Drip Private

Drip Private lets a stream receiver prove they earn at least X XLM per month — without revealing the exact stream amount. The proof is generated locally in the browser and verified on-chain by a Soroban smart contract using Stellar's native BN254 host functions.

What it proves

A Drip Private income proof answers one question: does this stream pay at least [threshold] XLM per month? The answer is yes or no — verified on-chain. The exact amount is never revealed.

This is useful for employment verification, loan applications, proof of income for services, or any situation where someone needs to prove a minimum earning without exposing private financial data.

How it works

Payer toggles Private Mode

When creating a stream, the payer turns on Private Mode. After the stream is created, the Drip Private modal generates a random salt and computes a Pedersen commitment: pedersen_hash(amount, salt).

Commitment is registered on-chain

The payer signs a register_commitment transaction through Freighter. The commitment (a 32-byte hash) is stored in the drip_zk_verifier Soroban contract. The stream amount is never stored in the verifier — only the hash.

Receiver generates a proof locally

The stream receiver opens the proof drawer (amount and salt auto-fill from localStorage or an optional link), enters the threshold to prove, and clicks Generate Proof. Noir.js and Barretenberg (bb.js) run in the browser — no data leaves the device. The proof takes ~5–10 seconds and is 14592 bytes. The proof button is receiver-only.

Receiver shares a proof code

Under Share with a verifier, the receiver copies a compact share code (or downloads a .json) bundling the proof, stream ID, and threshold. The amount and salt are never included, so the code is safe to send to anyone — alongside the /verify link.

Anyone verifies on the /verify page

A third party — no wallet, no Drip account — opens /verify, pastes the share code, and clicks Verify on Stellar.
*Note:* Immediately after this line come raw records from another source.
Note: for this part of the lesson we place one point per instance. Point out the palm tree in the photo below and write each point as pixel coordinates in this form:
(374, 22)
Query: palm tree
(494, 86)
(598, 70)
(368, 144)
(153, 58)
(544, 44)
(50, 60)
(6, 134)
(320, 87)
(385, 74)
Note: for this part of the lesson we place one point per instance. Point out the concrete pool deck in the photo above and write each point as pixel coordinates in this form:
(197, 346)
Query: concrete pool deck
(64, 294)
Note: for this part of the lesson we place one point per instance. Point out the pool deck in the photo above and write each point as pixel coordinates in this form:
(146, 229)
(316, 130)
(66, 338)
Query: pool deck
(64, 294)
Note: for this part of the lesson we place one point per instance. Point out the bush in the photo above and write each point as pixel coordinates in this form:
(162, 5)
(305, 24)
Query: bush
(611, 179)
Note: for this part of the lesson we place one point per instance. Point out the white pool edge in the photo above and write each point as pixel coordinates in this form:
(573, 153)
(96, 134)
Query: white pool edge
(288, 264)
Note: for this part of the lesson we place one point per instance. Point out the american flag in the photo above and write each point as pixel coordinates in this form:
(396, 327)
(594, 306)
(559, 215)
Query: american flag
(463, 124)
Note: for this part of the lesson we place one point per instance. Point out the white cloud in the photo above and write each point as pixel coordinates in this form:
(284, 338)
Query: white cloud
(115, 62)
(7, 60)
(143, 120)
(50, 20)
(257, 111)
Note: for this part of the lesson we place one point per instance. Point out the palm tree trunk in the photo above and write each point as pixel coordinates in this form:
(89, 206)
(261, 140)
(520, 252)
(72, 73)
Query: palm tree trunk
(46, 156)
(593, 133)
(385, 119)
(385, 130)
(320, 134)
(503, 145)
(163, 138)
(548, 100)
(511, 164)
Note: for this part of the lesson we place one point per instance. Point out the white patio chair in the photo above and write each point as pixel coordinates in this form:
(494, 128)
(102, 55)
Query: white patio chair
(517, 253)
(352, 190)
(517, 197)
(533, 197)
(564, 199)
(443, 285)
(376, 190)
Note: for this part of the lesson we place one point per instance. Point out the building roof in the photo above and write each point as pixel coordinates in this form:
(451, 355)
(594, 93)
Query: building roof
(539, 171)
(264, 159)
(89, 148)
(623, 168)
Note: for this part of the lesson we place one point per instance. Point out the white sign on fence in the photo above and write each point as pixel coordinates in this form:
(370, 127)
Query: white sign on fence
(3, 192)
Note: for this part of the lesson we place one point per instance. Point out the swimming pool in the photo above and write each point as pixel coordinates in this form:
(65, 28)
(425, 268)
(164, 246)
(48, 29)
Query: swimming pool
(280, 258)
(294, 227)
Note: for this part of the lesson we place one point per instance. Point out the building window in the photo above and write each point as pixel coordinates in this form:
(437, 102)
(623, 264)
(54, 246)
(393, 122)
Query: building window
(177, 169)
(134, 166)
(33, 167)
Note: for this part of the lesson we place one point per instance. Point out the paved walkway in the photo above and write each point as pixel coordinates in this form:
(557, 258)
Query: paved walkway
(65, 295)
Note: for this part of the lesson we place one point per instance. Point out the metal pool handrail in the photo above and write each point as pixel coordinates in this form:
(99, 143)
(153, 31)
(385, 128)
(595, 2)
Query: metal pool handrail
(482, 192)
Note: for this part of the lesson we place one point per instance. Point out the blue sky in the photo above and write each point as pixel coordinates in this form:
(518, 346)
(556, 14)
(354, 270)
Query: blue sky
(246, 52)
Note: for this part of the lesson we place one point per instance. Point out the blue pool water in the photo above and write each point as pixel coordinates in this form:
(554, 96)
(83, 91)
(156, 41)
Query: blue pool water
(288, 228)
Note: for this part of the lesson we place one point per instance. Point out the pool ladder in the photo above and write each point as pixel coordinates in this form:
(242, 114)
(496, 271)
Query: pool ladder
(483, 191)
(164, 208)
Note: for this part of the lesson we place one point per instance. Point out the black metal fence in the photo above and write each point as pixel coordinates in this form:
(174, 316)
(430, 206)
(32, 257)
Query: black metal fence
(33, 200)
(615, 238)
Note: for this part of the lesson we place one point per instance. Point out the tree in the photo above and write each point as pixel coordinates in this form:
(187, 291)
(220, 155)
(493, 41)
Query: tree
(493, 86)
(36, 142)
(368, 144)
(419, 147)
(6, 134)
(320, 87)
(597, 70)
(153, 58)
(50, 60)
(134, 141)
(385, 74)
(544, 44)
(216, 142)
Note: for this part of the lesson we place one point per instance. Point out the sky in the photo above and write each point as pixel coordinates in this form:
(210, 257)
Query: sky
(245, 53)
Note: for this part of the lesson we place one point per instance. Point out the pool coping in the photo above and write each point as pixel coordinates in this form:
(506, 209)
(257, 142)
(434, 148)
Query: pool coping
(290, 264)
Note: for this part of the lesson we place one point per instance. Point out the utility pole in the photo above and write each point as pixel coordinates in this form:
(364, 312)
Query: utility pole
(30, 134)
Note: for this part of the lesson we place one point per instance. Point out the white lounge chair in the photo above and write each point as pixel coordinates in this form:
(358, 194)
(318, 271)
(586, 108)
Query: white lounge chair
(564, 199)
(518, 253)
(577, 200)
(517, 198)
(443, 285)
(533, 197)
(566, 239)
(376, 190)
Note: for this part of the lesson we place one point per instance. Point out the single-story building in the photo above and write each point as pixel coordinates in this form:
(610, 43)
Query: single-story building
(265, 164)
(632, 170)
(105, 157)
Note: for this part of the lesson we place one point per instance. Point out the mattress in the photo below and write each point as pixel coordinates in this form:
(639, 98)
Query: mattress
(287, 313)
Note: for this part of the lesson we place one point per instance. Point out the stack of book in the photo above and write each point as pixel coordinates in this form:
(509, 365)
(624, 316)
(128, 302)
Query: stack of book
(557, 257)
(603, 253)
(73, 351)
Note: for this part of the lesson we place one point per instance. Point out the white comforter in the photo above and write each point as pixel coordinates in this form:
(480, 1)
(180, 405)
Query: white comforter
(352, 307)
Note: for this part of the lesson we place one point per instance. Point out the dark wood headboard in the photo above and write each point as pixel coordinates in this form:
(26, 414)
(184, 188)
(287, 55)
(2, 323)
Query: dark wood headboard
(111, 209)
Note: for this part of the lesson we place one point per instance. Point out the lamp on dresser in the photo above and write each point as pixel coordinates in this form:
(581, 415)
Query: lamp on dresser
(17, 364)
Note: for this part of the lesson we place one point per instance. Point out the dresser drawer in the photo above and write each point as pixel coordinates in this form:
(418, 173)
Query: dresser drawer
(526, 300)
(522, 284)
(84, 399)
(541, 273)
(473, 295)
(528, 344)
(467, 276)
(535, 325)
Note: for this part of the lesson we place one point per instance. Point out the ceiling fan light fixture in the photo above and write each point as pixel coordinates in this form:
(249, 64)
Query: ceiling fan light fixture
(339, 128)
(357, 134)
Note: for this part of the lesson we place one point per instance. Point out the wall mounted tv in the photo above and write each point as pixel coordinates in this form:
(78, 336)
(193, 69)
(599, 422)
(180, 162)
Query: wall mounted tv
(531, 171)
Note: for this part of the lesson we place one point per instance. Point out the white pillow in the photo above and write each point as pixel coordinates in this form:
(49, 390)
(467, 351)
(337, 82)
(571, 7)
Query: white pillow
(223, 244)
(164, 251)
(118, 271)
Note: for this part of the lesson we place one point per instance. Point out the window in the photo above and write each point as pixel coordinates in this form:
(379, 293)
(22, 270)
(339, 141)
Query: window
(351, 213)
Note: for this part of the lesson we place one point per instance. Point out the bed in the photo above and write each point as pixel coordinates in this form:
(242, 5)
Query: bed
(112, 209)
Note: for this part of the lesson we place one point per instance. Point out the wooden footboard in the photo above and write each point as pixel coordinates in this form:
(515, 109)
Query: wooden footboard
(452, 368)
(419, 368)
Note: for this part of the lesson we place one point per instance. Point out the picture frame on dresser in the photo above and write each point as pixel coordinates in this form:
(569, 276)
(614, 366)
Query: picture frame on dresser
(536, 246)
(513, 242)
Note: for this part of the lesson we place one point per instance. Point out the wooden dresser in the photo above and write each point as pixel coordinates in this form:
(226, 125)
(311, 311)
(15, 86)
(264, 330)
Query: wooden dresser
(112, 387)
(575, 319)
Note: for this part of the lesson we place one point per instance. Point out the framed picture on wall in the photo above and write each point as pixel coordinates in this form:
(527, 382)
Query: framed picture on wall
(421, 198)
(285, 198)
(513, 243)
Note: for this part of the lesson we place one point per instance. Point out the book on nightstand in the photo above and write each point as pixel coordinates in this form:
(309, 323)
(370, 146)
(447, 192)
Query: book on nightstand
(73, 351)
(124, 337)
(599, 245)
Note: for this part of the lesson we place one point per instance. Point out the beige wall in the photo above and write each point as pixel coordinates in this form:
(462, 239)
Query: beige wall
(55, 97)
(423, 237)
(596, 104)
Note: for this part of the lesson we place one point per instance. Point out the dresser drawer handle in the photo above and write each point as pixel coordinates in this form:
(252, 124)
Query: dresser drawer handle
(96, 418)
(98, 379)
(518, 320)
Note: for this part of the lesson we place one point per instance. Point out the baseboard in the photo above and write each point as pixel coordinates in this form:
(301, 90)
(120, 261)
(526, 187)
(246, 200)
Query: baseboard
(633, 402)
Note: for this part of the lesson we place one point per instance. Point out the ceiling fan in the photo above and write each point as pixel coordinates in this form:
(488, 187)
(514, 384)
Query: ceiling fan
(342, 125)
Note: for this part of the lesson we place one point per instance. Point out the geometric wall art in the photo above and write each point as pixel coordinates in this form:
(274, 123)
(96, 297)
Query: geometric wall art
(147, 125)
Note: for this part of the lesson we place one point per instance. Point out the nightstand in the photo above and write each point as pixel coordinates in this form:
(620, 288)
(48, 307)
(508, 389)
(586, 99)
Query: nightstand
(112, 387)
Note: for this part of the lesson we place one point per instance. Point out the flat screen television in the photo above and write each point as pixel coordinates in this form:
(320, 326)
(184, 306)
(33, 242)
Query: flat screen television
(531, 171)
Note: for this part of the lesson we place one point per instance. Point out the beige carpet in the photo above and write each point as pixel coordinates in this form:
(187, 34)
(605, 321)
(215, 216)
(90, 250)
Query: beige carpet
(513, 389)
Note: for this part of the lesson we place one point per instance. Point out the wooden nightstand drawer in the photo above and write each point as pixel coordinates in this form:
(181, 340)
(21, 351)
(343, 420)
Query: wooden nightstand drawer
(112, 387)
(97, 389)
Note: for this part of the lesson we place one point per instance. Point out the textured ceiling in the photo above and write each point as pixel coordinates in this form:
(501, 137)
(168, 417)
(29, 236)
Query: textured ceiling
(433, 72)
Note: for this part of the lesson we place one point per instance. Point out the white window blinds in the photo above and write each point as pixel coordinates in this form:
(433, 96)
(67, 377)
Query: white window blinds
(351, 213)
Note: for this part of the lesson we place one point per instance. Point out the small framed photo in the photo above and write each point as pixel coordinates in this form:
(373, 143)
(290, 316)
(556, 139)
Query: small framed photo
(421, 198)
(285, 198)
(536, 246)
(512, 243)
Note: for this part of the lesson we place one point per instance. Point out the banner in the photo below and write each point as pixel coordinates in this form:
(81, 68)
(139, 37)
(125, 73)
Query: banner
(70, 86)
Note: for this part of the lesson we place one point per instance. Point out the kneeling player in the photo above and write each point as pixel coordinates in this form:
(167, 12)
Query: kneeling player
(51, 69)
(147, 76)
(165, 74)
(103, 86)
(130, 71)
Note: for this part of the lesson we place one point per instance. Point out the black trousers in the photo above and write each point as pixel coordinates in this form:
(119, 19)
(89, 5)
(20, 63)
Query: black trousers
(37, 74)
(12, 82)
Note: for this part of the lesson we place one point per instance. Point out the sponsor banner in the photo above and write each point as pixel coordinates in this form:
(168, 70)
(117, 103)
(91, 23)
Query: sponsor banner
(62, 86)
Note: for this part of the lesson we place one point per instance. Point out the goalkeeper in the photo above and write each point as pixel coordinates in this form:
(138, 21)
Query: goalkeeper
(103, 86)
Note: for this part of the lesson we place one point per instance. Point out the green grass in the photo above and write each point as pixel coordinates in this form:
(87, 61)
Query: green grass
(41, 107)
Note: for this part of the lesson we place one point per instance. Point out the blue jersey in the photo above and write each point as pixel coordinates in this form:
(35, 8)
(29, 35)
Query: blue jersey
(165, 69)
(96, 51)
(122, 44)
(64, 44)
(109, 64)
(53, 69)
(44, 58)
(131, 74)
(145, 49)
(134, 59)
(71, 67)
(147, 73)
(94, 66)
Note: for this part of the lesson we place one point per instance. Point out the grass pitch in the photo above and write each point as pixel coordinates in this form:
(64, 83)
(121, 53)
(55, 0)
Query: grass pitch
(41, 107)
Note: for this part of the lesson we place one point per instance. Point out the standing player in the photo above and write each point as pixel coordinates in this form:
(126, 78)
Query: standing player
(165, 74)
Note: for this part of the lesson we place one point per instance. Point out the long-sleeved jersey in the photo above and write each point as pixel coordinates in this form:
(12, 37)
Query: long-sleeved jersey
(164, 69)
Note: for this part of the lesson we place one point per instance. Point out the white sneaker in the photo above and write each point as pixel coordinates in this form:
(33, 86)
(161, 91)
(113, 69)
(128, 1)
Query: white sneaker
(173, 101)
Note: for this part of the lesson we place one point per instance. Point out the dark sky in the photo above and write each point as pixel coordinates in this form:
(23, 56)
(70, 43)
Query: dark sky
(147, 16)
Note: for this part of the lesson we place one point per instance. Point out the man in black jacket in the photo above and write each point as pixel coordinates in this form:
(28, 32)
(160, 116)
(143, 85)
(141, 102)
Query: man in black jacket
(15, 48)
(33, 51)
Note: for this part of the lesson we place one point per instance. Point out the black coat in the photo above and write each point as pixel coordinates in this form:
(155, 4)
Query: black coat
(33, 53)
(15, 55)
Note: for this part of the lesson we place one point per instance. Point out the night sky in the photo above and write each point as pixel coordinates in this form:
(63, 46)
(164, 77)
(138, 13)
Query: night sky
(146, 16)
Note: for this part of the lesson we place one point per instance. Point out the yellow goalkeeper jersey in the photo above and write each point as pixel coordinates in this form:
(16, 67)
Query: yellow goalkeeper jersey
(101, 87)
The page runs a read-only verify_income_proof simulation (funding a throwaway Friendbot account for the source). Stellar's BN254 host functions check the UltraHonk proof on-chain and return Income Verified or Not Verified — without revealing the amount.

Key properties

Zero-knowledge

The proof reveals nothing about the stream amount beyond the fact that it meets or exceeds the threshold. The exact number stays private.

On-chain verification

Verification happens inside a Soroban contract using Stellar Protocol 23 BN254 host functions. No off-chain oracle or trusted party is involved.

Local proof generation

The Noir circuit runs entirely in the browser via Barretenberg (bb.js). The private inputs (amount, salt) never leave the receiver's device.

Selective disclosure

The receiver chooses what threshold to prove, to whom, and when. The same stream can generate different proofs for different verifiers.

Verifier contract API

Deployed at CCUOR6VPMCFDOU7MODZGOI2K264YR3LNRSQ4LMJ37LGTZCTOAHSXWNV5 on Stellar Testnet.

register_commitmentpayer

Stores the Pedersen commitment for a stream. Verifies caller is the stream payer via cross-contract read.

verify_income_proofread-only

Verifies a 14592-byte UltraHonk proof against the registered commitment and threshold. Returns true or false.

has_commitmentread-only

Returns whether a commitment exists for a stream. Drives the Private badge in the dashboard.

get_commitmentread-only

Returns the 32-byte registered commitment for a given stream ID.

Honest limitations

The drip_stream contract stores the stream amount in cleartext — Drip Private adds the ZK layer on top of it. The proof hides the amount from third-party verifiers, but the payer and receiver can still see it on-chain. Full end-to-end confidentiality would require a streaming contract that never stores the cleartext amount.